Fuzuli, Leyla vü Mecnûn’unda Mecnun’u küçümseyip aklı ön plana çıkaranları şöyle eleştiriyor:

Akl meydânını zindân-ı belâ bilmez henüz

Kim ki bir müddet cünûn mülkini seyrân etmedi 

 

Bir müddet olsun delilik mülkünü seyran etmeyenler, akıl meydanın bir bela zindanı olduğunu bilmezler?

 

Bağlarını özgürlükleri sanan bu akıllıları Fuzuli’nin eleştirdiği gibi aynı çağın büyük dehalarından biri olan Erasmus da eleştiriyor:

 

 

“Aklın hâkimiyetine giren insan mekanik bir hal almıştır. Hâlbuki en mutlu varlıklar kendi doğal akışlarında yaşayan, akla ihtiyaç duymayan canlılardır. Örneğin arılar hem bahtiyardır hem de insandan daha başarılıdır. Çünkü aklın kuşatıcılığı altında hırsa ve intikama dalmaz”.

(Deliliğe Övgü’den)

O zaman anlaşılıyor ki bir kavramı mutlaklaştırmadan sakınmak gerekir.

Türkçemizdeki “atın iyisine doru, yiğidin irisine deli derler” sözü bu manada deliliğe ayrı bir övgüdür.

 

Âkıl Oldur ki

 

Hemen her kültür de hemen her bilge insan akıllı kavramına kıyıdan köşeden bir şekilde değinmiştir.

Bizim kadim kültürümüz de akıllı adamın kim olduğuna dair pek veciz kelam-ı kibar ile doludur.

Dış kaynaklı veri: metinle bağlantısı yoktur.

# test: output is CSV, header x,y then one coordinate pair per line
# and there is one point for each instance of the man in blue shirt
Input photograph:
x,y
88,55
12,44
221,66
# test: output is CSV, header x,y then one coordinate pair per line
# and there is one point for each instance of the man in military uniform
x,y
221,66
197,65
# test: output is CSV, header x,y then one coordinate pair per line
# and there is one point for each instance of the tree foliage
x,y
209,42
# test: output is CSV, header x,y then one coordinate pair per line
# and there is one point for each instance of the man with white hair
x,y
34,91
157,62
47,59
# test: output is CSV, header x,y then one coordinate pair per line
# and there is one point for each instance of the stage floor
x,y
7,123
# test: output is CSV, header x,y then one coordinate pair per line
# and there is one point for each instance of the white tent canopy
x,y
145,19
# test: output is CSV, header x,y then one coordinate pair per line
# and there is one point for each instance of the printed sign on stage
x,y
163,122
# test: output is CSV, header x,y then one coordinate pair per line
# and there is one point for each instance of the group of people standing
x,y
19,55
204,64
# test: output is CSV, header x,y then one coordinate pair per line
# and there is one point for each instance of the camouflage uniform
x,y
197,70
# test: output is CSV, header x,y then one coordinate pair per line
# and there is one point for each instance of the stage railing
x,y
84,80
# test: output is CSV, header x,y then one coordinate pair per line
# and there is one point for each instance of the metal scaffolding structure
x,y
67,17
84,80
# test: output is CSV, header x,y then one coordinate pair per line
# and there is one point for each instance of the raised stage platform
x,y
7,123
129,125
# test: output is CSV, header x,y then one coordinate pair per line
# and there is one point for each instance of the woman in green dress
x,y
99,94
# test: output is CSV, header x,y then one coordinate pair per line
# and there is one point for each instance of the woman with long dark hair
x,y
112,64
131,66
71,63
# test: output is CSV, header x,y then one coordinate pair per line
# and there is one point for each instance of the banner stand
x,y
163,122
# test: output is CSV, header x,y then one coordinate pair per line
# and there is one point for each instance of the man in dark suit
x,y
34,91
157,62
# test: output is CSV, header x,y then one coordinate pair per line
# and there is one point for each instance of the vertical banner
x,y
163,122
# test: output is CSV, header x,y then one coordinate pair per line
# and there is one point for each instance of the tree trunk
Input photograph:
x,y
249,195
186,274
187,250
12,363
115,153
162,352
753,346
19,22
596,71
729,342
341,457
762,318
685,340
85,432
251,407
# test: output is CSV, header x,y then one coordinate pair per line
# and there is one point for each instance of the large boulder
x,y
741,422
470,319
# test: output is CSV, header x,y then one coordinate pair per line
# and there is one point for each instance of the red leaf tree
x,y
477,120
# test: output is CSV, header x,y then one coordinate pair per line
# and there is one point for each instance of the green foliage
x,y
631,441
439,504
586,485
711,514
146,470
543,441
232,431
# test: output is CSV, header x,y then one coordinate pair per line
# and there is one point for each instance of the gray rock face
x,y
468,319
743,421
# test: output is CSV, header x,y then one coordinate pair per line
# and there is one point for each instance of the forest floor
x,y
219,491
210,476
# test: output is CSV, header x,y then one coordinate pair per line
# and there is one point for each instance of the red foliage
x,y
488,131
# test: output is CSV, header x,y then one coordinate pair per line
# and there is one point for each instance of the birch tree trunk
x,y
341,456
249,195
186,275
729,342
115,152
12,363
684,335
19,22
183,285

Büyük fikir ve devlet adamımız Gelibolulu Âlî’nin akıllı adamı şudur:

Âkılün kârı degüldür tacîl

Sabr ile mümkin olur her tahsîl

 

Akıllı adam acele etmeyen adamdır. Her türlü kazanım ancak sabır ile mümkün olur.

 

Bir din büyüğümüz akıllı adamı şöyle niteler:

 

Akıllı, nefsini hesaba çeken; Dünya onu terk etmeden o dünyayı terk eden kişidir.

 

 

Yine önemli devlet adamlarımızdan biri olan ünlü şairimiz Azmi-zade Hâletî akıllı şöyle tanımlar:

İder mi ‘âkil olan kimse hiç muhâli taleb

Akıllı insan hiç imkansız olan hayaller peşinde koşar mı?

 

Şairler sultanı olan şair Bâki’ye göre ise akıllı kişi vahdet ehli olanlardır. Bunlar bütün kâinatın en akıllı ve bilge insanlarıdır:                                       

 

Ehl-i vahdet kâ’inâtuñ câkil ü dânâsıdur   

 

Şeyhülislamlardan biri olan Esad Efendi’ye göre ise akıllı olan kişi Allah’ın rahmet ve mağfiret kapısının açık olduğunu bilen ve bundan dolayı asla ümitsizliğe kapılmayan kişidir:

Olur mu muztarib Es‘ad cihânda ‘âkil olan

Ne gam küşâde iken bâb-ı Hazret-i Gaffâr

Büyük şâirlerimizden Hayali’ye göre akıllı olan kişi, bu fani âlemin mutluluklarıyla iftihar etmeyen kişidir. Bu âlemin geçici hazlarını asıl mutluluk sanan kişiler, kullanılmış elbiselerle övünen krallara benzerler:

Eylemez âkil bu fânî devlet ile iftihâr

Ârdur merd olana Şâhâ libâs-ı müsteâr

 

Hayret’i ise Hayalî’ye katılarak bu dünyanın kimseye kalıcı yurt olmadığını, dolaysıyla akıllı kişinin bu geçici yurdu kalıcı hale getirmeye çalışmayan kişi olduğunu söyler:

 

Dâr-ı dünyâ çün degüldür kimseye dârü'l-emân

'Âkil isen gel emîn olma bu evde zînhâr

           

Hayreti devamla şunları söyler: kuruyup gitmiş bağlarda ne taze yaprak olur ne de bir meyve. Akılı kişiye göre bu dünyada böyle bir yerdir. Öyleyse akıllı için bu köhnemiş bağı gülü dikendir, dikeni de gül!                                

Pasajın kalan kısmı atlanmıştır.